StickEmUp, I somehow seriously doubt that you cannot re-spray the car. I am sure that after a few simple explanations and maybe a couple of blotched attempts you would be able to do just as well as you husband.

Also - does you husband re-spray the car every day? I bet not. But socks and undies need washing pretty much daily. I find that most of traditionally male household jobs are things that do not require daily effort. They are occasional big things. And in the modern world, I find that women shoulder them too. MN is full of women who have full responsibility for paying bills, fixing cars, arranging insurance, supervising builders and so on.

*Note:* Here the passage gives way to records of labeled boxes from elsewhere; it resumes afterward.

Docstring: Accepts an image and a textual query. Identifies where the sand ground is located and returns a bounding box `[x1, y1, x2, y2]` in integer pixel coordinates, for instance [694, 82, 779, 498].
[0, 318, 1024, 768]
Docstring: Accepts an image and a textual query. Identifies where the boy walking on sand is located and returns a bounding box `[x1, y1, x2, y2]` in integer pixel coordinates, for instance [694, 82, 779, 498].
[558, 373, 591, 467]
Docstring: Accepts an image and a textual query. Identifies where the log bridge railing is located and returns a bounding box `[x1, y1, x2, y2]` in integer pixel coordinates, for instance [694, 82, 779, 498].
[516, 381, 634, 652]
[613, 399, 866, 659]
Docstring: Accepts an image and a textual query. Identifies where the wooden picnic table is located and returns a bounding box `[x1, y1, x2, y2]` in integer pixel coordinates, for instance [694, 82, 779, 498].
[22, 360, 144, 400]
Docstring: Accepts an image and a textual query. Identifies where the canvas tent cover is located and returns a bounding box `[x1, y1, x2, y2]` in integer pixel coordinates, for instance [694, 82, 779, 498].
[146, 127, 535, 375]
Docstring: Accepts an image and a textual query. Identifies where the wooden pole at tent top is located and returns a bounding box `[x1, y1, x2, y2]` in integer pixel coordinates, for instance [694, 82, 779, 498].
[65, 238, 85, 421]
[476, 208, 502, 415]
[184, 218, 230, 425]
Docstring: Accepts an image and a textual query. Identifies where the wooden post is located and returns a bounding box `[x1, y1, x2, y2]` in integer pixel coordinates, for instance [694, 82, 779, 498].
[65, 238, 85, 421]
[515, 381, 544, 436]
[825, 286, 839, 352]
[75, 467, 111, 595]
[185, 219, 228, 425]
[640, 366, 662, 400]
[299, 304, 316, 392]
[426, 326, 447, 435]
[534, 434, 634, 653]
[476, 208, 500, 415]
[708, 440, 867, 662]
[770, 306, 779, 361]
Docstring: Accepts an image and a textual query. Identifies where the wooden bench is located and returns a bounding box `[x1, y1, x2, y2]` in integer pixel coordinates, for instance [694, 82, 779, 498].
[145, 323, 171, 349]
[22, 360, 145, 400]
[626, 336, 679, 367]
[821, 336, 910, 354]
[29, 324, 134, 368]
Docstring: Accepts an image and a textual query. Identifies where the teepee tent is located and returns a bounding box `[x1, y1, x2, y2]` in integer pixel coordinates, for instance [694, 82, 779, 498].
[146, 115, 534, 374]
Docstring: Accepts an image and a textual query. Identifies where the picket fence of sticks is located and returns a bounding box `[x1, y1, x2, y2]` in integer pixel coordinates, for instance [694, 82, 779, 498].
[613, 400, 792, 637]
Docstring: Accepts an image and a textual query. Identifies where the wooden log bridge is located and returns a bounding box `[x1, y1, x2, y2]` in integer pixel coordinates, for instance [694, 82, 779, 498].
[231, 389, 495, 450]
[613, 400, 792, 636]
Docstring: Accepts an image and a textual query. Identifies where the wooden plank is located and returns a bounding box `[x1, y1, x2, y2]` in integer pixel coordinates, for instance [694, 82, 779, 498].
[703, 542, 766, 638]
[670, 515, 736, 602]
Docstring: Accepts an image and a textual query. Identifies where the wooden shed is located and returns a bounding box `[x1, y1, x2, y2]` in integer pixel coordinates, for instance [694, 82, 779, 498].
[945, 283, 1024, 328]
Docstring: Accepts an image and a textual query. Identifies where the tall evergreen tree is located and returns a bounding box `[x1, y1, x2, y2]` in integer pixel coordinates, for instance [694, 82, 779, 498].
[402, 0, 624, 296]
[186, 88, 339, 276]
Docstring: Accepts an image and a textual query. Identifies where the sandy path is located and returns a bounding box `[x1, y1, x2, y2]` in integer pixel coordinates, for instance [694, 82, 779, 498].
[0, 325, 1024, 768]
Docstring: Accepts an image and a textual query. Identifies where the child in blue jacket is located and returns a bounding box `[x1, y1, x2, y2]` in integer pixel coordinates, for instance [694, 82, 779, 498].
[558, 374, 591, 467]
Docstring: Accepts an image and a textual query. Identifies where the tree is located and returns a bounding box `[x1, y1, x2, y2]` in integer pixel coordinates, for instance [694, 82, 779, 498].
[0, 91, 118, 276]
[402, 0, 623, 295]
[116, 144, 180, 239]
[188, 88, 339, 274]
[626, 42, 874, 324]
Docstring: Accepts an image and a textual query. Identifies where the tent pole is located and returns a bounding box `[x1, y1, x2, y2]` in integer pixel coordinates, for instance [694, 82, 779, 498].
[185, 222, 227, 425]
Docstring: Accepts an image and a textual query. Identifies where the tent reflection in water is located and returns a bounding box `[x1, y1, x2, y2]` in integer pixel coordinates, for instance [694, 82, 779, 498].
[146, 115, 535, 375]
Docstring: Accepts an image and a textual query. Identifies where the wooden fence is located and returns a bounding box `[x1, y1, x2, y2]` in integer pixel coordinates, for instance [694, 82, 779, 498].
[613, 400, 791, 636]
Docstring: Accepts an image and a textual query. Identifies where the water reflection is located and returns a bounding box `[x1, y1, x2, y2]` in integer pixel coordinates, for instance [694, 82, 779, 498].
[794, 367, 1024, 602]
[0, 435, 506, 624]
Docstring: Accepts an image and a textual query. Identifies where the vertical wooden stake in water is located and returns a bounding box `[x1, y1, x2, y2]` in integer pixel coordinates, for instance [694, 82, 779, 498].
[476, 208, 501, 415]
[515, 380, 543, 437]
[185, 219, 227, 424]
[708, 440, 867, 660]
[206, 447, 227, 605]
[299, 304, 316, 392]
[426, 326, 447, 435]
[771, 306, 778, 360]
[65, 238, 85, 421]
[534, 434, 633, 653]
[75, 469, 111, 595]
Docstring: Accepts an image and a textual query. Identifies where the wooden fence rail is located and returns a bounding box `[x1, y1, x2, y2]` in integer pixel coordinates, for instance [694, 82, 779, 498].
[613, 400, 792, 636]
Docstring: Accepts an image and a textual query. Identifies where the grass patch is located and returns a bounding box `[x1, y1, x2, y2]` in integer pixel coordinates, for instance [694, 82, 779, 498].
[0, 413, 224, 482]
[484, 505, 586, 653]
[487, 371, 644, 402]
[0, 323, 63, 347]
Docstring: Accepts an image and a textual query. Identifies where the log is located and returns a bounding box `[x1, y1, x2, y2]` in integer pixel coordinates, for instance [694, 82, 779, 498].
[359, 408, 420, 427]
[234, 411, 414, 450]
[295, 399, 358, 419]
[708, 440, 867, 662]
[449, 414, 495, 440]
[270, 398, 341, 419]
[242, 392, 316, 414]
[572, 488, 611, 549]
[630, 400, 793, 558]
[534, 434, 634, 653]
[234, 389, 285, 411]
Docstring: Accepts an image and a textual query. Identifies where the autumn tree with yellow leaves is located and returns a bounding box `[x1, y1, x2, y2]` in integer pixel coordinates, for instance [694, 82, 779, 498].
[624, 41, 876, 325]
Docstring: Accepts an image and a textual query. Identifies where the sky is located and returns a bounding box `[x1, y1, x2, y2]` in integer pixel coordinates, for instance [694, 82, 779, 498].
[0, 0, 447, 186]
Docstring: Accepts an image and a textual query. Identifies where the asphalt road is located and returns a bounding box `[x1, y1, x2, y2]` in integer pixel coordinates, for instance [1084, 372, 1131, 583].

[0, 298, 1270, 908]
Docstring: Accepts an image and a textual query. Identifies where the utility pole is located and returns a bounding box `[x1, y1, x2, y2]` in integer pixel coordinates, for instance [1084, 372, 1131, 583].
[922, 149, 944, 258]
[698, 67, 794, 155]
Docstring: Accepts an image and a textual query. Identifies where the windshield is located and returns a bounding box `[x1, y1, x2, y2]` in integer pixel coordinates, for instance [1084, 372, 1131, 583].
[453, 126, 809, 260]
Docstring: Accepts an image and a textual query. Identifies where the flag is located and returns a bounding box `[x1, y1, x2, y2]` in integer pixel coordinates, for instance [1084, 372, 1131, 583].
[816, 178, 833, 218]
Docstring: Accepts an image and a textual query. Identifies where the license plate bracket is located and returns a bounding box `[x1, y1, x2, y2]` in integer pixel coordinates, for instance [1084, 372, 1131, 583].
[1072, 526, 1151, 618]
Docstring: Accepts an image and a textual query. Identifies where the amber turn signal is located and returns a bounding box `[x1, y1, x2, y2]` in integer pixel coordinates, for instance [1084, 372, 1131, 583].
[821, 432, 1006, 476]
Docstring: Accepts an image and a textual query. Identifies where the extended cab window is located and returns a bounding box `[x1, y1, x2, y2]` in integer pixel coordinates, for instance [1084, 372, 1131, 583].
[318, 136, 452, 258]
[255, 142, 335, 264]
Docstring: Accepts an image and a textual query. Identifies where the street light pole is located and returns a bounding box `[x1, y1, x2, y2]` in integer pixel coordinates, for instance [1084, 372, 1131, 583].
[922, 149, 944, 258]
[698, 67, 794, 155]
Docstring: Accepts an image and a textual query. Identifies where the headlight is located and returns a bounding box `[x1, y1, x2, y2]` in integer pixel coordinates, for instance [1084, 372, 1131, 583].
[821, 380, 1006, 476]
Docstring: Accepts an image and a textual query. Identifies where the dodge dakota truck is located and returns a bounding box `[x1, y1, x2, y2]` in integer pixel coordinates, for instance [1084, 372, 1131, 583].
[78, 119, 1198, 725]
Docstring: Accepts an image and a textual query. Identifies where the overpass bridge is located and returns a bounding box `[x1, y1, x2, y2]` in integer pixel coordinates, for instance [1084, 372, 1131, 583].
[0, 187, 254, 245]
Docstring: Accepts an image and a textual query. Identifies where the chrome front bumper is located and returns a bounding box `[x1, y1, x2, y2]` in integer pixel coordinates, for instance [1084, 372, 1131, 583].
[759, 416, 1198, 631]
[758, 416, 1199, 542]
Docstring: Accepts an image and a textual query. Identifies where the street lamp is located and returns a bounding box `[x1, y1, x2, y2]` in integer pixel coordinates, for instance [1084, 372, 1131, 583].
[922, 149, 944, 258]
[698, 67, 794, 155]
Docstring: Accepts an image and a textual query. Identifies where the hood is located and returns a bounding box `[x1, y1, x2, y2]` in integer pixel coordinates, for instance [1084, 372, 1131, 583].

AutumnMadness · 27/07/2013 22:04

Ok, I tried to think about Autumn's rules of household management. This was inspired by the debate about standards. For me, stuff needs to be:

  1. Hygienic. This does not mean sprayed with domestos five times a day, but things like perishable foods must be put in the fridge, surfaces washed after handling chicken, washed dishes not being greasy.
  1. Uncluttered. This does not mean spartan minimalism, but do we need small piles of receipts, used tissues, coins and defunct USB sticks on every open surface?
  1. Organised. I like a tidy wardrobe so I don't have to spend half an hour looking for a matching pair of socks in the morning. Socks must be matched. Organised house is a user-friendly house.
  1. Reasonably clean. I don't mind a bit of fluff on the floor, but we should not be manoeuvring in between puddles of milk and weetabix.
  1. Efficient. Life is much easier when said weetabix is cleaned off the floor straight after it lands there. If it is allowed to sit, it turns into cement and takes hours to scrape off. So some stuff just needs to be done like now.
  1. Reasonably aesthetically pleasing. No requirement for ikebanas, but streaked knickers on the floor are not acceptable.

That's about it.

AutumnMadness · 27/07/2013 22:09

peteypiranha, I don't think the problem is that men don't know how to do things. Sorry, but it does not take a PhD to remember which drawer the socks are in. I think the problems, if they are present, are mainly of two kinds: 1) Men don't want to know (often unconsciously), and 2) Men know but don't want to do it (also often unconsciously).

peteypiranha · 28/07/2013 07:27

The system helps me as well. Every single thing in this place has a home. Dh and I know the exact location of everything.